While the Pakistani diaspora and private American institutions have opened their wallets generously in the past to support not-for-profit development efforts in Pakistan, a report by the Pakistan Center for Philanthropy noted, “There are significant structural hurdles that make it difficult [for Pakistani-Americans] to give more to Pakistan.”

The barriers, according to the study, include a “chronic lack of trust” in Pakistan’s civic sector, the absence of convenient mechanisms to transfer funds and of an ability to monitor how funds are being used, and a deficiency of information about the charity groups inside Pakistan.

Given these sentiments and the importance of the U.S.- Pakistani relationship, Pakistani-Americans and other friends of Pakistan have come forward to create the American Pakistan Foundation (APF), an independent private-sector-led initiative. The goal of APF is to serve as a catalyst for social and economic progress from the smallest villages to the largest cities of Pakistan through strategic philanthropy and public-private partnerships.

To address the concerns of the Pakistani diaspora head-on, APF will develop a trusted and secure channel for philanthropic giving with the highest standards for governance and transparency. APF will aim to work closely with Pakistani-American philanthropists and nurture sustainable relationships with major foundations and corporations to complement current efforts on the ground.

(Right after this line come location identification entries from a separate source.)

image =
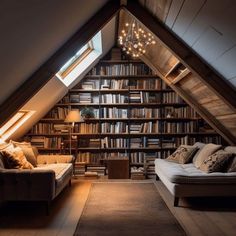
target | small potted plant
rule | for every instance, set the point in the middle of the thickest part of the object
(87, 112)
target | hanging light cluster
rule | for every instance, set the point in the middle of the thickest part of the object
(134, 39)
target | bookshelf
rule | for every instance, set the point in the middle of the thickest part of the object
(136, 115)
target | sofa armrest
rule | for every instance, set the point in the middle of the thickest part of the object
(27, 185)
(51, 159)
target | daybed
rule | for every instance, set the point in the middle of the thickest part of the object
(188, 180)
(43, 182)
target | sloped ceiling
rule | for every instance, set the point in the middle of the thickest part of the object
(202, 87)
(32, 30)
(206, 26)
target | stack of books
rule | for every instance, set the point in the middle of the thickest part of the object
(91, 175)
(79, 168)
(137, 173)
(99, 169)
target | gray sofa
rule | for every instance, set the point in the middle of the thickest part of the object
(185, 180)
(43, 183)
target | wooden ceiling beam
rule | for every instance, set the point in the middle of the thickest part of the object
(46, 71)
(211, 120)
(221, 87)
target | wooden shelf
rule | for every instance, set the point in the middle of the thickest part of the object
(121, 76)
(151, 142)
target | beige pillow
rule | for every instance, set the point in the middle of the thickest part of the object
(27, 150)
(6, 147)
(216, 162)
(232, 166)
(206, 151)
(183, 154)
(15, 159)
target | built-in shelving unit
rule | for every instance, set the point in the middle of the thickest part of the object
(136, 115)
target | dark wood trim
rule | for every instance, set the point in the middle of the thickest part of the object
(221, 87)
(220, 129)
(212, 121)
(46, 71)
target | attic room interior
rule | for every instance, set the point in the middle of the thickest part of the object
(118, 117)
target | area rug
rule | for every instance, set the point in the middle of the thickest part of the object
(126, 209)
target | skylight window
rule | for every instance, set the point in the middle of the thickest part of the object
(14, 123)
(75, 60)
(82, 59)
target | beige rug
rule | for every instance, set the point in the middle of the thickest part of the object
(120, 209)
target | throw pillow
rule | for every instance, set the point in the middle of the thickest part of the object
(216, 162)
(206, 151)
(27, 150)
(6, 147)
(232, 166)
(20, 144)
(200, 147)
(183, 154)
(15, 159)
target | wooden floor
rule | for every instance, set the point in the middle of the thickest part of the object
(197, 216)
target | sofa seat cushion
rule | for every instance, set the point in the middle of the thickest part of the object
(62, 170)
(189, 174)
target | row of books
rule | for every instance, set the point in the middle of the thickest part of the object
(58, 113)
(179, 127)
(121, 69)
(88, 157)
(179, 112)
(114, 98)
(83, 128)
(145, 112)
(144, 97)
(151, 83)
(113, 112)
(44, 142)
(114, 84)
(118, 127)
(171, 97)
(114, 142)
(47, 128)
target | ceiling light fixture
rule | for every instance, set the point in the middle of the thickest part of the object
(134, 40)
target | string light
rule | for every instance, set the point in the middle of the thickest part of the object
(134, 40)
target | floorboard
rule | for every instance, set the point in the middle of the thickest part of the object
(198, 217)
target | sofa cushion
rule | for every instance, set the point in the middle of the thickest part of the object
(183, 154)
(27, 150)
(189, 174)
(15, 159)
(61, 171)
(216, 162)
(200, 146)
(232, 166)
(230, 149)
(205, 152)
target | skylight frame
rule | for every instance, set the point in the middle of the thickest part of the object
(75, 74)
(14, 123)
(74, 63)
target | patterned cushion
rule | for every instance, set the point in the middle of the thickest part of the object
(183, 154)
(28, 151)
(205, 152)
(232, 166)
(216, 162)
(15, 159)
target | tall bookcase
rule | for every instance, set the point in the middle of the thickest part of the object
(136, 116)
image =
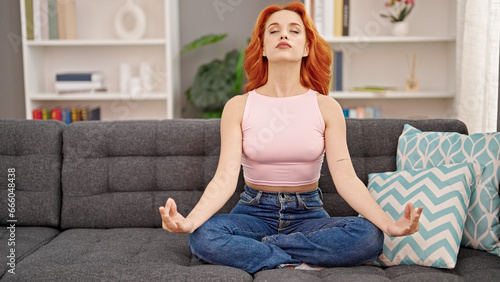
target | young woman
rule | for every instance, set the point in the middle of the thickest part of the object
(279, 132)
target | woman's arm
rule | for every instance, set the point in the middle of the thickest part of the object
(349, 186)
(223, 184)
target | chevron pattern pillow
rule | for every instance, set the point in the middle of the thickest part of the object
(417, 149)
(444, 193)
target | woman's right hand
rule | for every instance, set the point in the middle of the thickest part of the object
(173, 221)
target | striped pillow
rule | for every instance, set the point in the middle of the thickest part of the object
(444, 193)
(417, 149)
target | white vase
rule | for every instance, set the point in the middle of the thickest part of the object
(400, 28)
(130, 21)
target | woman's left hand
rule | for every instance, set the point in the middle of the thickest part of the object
(407, 224)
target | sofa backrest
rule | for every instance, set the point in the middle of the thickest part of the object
(30, 167)
(117, 174)
(373, 146)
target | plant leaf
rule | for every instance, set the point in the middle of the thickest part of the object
(202, 41)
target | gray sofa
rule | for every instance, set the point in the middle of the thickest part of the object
(86, 201)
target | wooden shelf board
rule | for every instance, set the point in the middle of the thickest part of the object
(105, 96)
(391, 95)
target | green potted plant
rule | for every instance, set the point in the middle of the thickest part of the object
(217, 81)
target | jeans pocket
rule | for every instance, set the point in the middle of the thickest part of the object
(312, 203)
(248, 199)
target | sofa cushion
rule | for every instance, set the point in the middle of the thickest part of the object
(373, 146)
(117, 174)
(31, 150)
(444, 193)
(23, 241)
(419, 149)
(122, 254)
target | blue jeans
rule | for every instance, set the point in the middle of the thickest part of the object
(273, 230)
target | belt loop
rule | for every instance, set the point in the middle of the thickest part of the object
(257, 198)
(299, 200)
(320, 193)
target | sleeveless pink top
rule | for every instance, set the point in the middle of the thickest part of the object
(283, 139)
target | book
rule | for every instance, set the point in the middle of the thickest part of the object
(75, 114)
(346, 17)
(328, 11)
(75, 86)
(66, 19)
(95, 114)
(338, 17)
(29, 19)
(87, 76)
(338, 70)
(56, 114)
(66, 115)
(45, 113)
(37, 20)
(362, 112)
(52, 14)
(318, 8)
(37, 113)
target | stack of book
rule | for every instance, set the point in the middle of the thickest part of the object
(337, 68)
(50, 19)
(67, 114)
(79, 82)
(362, 112)
(331, 17)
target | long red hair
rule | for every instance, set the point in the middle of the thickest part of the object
(315, 72)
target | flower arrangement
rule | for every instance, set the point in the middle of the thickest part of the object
(398, 9)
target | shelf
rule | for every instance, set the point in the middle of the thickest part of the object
(392, 95)
(389, 39)
(109, 42)
(105, 96)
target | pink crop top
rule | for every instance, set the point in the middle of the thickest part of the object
(283, 139)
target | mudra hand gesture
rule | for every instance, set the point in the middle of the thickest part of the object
(408, 224)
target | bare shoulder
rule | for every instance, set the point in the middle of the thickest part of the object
(329, 107)
(235, 107)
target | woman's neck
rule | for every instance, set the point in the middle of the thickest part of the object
(283, 80)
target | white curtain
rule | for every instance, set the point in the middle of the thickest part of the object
(478, 41)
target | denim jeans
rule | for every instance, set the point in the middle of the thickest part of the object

The Pakistani-American community has a great opportunity to develop this organization, which will impact the lives of the Pakistani people and strengthen the bonds of friendship between the Pakistani and American people.

As Mrs. Clinton said at the foundation’s inaugural event in December, “Pakistan is at a critical juncture, and we are here to show solidarity with the people of Pakistan. Whether we hail from the government or the private sector or academia, the not-for-profit sector, whether we have family ties in Pakistan or just wish that we did, we all have a stake in Pakistan’s future.”

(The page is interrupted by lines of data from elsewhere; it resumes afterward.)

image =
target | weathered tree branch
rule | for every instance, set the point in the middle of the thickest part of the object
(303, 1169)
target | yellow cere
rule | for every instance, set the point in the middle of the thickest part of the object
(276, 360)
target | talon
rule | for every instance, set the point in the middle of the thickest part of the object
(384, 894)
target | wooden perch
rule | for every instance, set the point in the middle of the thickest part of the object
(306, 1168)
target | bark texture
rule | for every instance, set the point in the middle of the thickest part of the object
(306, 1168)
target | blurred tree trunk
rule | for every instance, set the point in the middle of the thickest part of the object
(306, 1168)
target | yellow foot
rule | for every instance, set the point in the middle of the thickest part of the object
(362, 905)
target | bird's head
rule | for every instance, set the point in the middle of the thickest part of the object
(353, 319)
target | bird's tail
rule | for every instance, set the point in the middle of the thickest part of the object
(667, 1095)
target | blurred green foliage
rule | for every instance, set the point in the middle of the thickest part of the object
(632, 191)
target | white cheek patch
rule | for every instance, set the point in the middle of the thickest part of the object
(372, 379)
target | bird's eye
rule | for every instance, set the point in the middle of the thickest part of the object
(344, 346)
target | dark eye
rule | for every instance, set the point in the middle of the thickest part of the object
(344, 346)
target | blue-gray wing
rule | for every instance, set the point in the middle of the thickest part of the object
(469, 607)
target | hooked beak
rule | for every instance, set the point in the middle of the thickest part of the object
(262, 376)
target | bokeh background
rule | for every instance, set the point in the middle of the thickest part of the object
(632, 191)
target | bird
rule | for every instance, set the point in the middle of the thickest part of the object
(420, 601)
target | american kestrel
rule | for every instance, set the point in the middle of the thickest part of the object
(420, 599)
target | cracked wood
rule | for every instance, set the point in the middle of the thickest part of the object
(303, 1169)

“We want to see more [Pakistani] children in school. We want to see more mothers given the health care they need to bear and raise healthy children. We want to see more young men working toward a better future of peace and stability and prosperity,” she added.

We agree. As honorary foundation co-chairmen whose careers have been dedicated to bringing greater stability and development to Pakistan, we believe there has never been a more important period in the Pakistan-U.S. relationship.

Colin L. Powell is a former U.S. secretary of state. Moeen Qureshi is a former prime minister of Pakistan.